What to Do if You Have an Ingrown Toenail

If you have an ingrown toenail, the first step is soaking your foot in warm water for 15 minutes, then gently trying to lift the nail edge away from the skin. Most mild cases resolve at home within a few weeks with consistent daily care. If you see pus, significant swelling, or spreading redness, that signals an infection that needs professional treatment.

Start With Daily Warm Soaks

Soak the affected foot in warm, soapy water for 10 to 20 minutes once a day. This softens the nail and the surrounding skin, making it easier to work with and reducing pressure on the inflamed area. Repeat this daily until the nail has grown out past the skin edge and you can trim it normally.

After each soak, apply an over-the-counter antibiotic ointment to the area. While no clinical trials have proven the effectiveness of conservative home care on its own, it’s considered a reasonable approach when you don’t have significant pain, heavy redness, or pus draining from the nail edge.

Lifting the Nail Edge

Once the nail is soft from soaking, you can try tucking a small wisp of clean cotton or a piece of dental floss under the ingrown corner. The goal is to create a tiny barrier between the nail and the skin, encouraging the nail to grow over the skin rather than into it. An uncontrolled case series found that cotton wisps produced symptom improvement in 79% of cases over about 24 weeks of follow-up. If the cotton falls out, replace it after your next soak.

Dental floss inserted at an angle under the ingrown corner works similarly and can provide almost immediate pain relief with minimal discomfort. Either method works best for mild to moderate cases where infection hasn’t set in.

How to Tell if It’s Infected

An ingrown toenail crosses into infection territory when you notice liquid or pus coming from the toe, the skin around the nail becomes noticeably red or darkened, the area is swollen, or the toe feels warm or hot to the touch. Pain that’s getting worse rather than better over several days is another warning sign.

In rare, chronic cases, an ingrown toenail infection can spread through the toe and into the bone. If your symptoms are worsening despite home care, or if pus is present from the start, skip the home remedies and see a podiatrist or your primary care doctor.

Why Diabetes Changes the Approach

If you have diabetes, don’t attempt to treat an ingrown toenail at home. Diabetes reduces blood flow to the feet and can damage the nerves, meaning you may not feel how severe the problem actually is. You’re at higher risk for complications including serious infections that heal slowly or not at all. Board-certified podiatrists recommend that all people with diabetes seek professional care for ingrown toenails rather than managing them independently. The same applies if you have peripheral artery disease or other conditions that affect circulation in your feet.

What Happens at the Doctor’s Office

When home care isn’t enough, the most common professional treatment is a partial nail removal. Your doctor numbs the toe with a local anesthetic, then cuts a straight line from the tip of the nail back toward the base, removing just the strip of nail that’s digging into the skin. The procedure itself takes only a few minutes.

If your ingrown toenails keep coming back, your doctor can permanently prevent regrowth along that edge by destroying the nail-forming tissue underneath. This is typically done with a chemical (phenol or sodium hydroxide) or with a heated instrument. The results are excellent: a study published in the Annals of Family Medicine found a 99.7% success rate with phenol treatment over a 24-month follow-up period, with only a single recurrence out of hundreds of cases.
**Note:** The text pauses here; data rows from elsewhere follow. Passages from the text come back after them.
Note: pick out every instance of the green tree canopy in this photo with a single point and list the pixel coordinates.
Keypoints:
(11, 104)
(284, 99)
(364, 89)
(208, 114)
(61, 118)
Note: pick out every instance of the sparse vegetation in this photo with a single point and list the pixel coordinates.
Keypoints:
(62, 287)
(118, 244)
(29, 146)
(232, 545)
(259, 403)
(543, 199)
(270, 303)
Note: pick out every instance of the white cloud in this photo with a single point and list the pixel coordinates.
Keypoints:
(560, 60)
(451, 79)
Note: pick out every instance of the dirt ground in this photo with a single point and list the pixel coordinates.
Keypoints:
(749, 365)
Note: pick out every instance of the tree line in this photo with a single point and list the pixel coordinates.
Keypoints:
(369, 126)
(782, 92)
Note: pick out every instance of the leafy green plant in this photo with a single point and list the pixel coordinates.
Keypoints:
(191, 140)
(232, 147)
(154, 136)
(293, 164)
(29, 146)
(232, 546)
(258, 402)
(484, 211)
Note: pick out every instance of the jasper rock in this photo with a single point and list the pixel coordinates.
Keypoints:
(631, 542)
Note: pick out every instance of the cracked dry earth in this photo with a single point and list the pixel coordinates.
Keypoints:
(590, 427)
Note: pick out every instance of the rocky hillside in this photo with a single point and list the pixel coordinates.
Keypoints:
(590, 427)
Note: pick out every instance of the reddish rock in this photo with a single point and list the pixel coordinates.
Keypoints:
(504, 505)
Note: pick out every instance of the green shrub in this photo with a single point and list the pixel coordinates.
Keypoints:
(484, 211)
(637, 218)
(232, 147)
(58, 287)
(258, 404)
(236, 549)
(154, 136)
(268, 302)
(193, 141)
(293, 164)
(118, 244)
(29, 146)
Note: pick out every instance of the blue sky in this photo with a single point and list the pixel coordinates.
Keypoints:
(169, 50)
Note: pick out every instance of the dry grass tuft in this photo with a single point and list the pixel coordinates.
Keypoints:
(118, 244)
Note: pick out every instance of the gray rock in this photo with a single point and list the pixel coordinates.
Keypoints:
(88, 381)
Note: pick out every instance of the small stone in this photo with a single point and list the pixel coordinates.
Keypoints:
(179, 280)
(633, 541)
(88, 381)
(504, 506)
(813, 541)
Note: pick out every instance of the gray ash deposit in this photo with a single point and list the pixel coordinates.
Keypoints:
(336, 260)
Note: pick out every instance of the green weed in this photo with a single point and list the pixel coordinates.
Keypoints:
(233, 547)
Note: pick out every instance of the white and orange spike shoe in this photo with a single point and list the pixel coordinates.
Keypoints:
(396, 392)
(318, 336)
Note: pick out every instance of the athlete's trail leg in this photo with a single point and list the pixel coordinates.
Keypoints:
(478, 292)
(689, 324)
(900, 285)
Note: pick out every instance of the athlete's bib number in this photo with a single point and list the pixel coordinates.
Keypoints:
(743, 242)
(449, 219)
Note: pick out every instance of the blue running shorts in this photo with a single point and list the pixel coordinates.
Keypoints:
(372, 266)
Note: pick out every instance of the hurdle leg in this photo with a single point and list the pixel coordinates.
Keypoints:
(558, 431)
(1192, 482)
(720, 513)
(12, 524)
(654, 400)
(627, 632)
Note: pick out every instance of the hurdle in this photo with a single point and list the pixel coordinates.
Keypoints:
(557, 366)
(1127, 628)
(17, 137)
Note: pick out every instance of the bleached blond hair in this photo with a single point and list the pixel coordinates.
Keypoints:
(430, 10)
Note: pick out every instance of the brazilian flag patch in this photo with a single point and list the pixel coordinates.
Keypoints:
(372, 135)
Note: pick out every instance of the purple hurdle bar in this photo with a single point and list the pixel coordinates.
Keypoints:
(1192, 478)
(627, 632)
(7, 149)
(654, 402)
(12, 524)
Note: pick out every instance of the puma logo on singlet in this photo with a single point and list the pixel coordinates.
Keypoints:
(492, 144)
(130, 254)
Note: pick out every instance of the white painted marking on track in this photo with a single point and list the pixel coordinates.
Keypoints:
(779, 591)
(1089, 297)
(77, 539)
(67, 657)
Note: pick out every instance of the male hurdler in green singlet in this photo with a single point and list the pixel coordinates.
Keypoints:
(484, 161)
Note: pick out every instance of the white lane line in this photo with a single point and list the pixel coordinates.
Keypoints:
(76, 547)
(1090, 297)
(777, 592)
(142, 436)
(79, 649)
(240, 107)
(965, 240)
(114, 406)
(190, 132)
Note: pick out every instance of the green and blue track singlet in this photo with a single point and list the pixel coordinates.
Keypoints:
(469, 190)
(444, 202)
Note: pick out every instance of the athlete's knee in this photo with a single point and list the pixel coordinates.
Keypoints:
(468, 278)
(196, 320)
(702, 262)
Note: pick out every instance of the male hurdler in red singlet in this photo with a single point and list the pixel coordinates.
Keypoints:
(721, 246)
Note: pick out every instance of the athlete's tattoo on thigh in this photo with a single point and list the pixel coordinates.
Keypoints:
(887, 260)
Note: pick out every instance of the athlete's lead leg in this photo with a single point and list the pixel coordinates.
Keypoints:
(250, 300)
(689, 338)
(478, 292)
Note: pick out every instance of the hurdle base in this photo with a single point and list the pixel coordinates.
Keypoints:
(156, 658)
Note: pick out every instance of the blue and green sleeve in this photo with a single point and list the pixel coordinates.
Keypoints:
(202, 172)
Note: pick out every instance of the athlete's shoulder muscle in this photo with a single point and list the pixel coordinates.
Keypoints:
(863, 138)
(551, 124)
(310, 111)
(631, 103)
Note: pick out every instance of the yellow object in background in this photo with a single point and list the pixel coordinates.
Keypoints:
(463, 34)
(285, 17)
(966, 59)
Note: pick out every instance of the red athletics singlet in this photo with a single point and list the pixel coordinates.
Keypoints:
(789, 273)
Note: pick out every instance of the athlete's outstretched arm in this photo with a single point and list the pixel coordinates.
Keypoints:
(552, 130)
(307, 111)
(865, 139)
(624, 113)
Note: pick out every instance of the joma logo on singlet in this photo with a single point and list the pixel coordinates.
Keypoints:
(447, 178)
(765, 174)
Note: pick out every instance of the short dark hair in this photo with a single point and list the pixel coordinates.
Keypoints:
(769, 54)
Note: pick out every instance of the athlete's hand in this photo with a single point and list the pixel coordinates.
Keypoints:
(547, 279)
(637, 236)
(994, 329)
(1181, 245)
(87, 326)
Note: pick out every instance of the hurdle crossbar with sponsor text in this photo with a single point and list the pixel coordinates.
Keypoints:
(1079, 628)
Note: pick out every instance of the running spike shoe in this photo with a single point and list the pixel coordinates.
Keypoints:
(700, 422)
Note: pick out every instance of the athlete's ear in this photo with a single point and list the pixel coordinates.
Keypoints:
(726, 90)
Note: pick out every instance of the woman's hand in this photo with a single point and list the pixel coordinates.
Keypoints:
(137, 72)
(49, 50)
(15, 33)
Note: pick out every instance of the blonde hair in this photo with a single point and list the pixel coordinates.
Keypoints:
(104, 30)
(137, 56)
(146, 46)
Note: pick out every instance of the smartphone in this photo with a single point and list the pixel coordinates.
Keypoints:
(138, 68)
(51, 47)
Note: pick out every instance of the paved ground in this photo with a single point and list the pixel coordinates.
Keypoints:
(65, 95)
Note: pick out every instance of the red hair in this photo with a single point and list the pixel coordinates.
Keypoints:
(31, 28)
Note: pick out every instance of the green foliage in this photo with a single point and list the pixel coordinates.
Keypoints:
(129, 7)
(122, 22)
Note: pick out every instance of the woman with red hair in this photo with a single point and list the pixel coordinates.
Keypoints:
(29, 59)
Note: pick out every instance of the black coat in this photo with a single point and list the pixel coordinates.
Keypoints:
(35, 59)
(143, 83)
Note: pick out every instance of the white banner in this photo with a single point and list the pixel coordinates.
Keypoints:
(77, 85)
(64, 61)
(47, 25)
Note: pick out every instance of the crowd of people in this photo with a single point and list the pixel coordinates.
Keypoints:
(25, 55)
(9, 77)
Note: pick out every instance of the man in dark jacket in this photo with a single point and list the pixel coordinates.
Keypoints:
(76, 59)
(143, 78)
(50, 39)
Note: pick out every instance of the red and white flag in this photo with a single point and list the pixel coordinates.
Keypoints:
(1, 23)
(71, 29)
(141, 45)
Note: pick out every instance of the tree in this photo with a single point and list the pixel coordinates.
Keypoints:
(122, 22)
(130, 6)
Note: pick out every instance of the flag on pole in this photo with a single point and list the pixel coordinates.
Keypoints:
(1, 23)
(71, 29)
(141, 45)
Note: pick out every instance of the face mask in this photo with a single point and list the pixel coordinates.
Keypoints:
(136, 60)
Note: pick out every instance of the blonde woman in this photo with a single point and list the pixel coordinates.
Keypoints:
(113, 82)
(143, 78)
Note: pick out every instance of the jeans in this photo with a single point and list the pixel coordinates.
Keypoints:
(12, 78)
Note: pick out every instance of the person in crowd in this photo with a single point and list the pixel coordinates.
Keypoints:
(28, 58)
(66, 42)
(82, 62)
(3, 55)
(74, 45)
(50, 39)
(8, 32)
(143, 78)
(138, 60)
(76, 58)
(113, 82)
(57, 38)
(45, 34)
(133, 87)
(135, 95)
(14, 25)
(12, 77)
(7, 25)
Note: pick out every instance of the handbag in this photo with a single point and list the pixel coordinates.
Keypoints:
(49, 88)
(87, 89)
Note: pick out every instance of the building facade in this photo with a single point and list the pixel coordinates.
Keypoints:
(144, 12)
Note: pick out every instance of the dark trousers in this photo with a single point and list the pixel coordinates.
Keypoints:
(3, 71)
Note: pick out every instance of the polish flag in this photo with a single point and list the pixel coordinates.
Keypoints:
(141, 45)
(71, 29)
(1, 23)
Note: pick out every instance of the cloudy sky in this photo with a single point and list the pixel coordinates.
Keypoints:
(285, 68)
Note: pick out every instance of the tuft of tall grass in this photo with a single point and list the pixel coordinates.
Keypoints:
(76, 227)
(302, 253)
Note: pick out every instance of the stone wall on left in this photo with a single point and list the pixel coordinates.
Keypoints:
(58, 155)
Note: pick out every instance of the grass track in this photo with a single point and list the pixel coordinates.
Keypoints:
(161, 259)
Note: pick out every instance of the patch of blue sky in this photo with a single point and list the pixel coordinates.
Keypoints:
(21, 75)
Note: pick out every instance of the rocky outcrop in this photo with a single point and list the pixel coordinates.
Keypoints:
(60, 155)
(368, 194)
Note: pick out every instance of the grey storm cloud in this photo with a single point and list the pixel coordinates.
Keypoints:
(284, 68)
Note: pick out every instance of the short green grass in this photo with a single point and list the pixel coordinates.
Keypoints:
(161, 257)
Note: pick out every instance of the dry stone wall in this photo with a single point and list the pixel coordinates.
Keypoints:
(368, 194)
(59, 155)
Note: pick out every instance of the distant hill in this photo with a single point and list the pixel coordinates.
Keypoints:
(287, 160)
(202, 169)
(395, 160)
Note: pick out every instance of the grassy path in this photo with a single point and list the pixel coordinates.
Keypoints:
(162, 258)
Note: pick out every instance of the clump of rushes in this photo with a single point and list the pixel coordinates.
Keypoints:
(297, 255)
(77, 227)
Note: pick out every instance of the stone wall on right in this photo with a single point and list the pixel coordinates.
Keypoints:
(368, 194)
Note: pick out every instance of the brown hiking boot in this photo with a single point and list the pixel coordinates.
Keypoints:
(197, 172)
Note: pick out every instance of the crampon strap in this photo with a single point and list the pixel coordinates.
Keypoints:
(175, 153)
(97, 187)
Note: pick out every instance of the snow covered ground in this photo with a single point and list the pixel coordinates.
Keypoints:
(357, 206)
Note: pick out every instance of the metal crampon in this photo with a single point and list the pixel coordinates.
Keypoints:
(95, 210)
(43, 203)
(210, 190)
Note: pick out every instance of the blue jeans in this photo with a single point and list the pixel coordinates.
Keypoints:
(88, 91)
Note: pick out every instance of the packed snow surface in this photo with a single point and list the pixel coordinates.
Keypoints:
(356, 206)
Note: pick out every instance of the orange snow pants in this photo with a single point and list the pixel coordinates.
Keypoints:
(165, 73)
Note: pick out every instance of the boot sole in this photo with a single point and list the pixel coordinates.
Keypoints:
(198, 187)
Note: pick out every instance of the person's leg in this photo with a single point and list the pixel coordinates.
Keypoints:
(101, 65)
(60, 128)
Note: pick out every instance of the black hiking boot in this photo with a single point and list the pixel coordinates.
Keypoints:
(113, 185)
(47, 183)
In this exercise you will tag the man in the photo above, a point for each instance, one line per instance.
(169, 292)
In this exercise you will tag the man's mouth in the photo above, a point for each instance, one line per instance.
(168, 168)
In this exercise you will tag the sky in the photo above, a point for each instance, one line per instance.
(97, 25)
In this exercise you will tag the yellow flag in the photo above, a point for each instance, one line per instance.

For comparison, simply cutting away the ingrown edge without destroying the root has a recurrence rate of about 39%. That’s why permanent root treatment is the preferred option for chronic or recurring ingrown nails.

Recovery After a Procedure

Most people return to work or school the next day after an ingrown toenail procedure. The toe will be bandaged and tender, but manageable with over-the-counter pain relief. Avoid swimming until the site has fully healed, and scale back on intense exercise during recovery.

If only part of the nail was removed, expect healing to take six to eight weeks. A full nail removal takes closer to eight to ten weeks. During this time, you’ll keep the area clean and bandaged as directed. The nail (or the remaining portion) will gradually regrow, though the treated edge won’t come back if root destruction was performed.

Preventing Ingrown Toenails From Returning

The single most important habit is cutting your toenails straight across. Rounding the corners or cutting them into a curved shape encourages the edges to grow into the surrounding skin. Use a clean, sharp nail clipper and avoid tearing or picking at the nails. Don’t cut them too short. The nail should be roughly even with the tip of your toe.

Footwear matters just as much. Shoes with a narrow or pointed toe box press the toes together and push the nail into the skin with every step. Choose shoes with a roomy toe area, and avoid wearing tight socks or stockings that compress your toes for long periods. If you’re a runner or play sports that involve sudden stops (tennis, basketball, soccer), make sure your athletic shoes give your toes at least a thumb’s width of space at the front.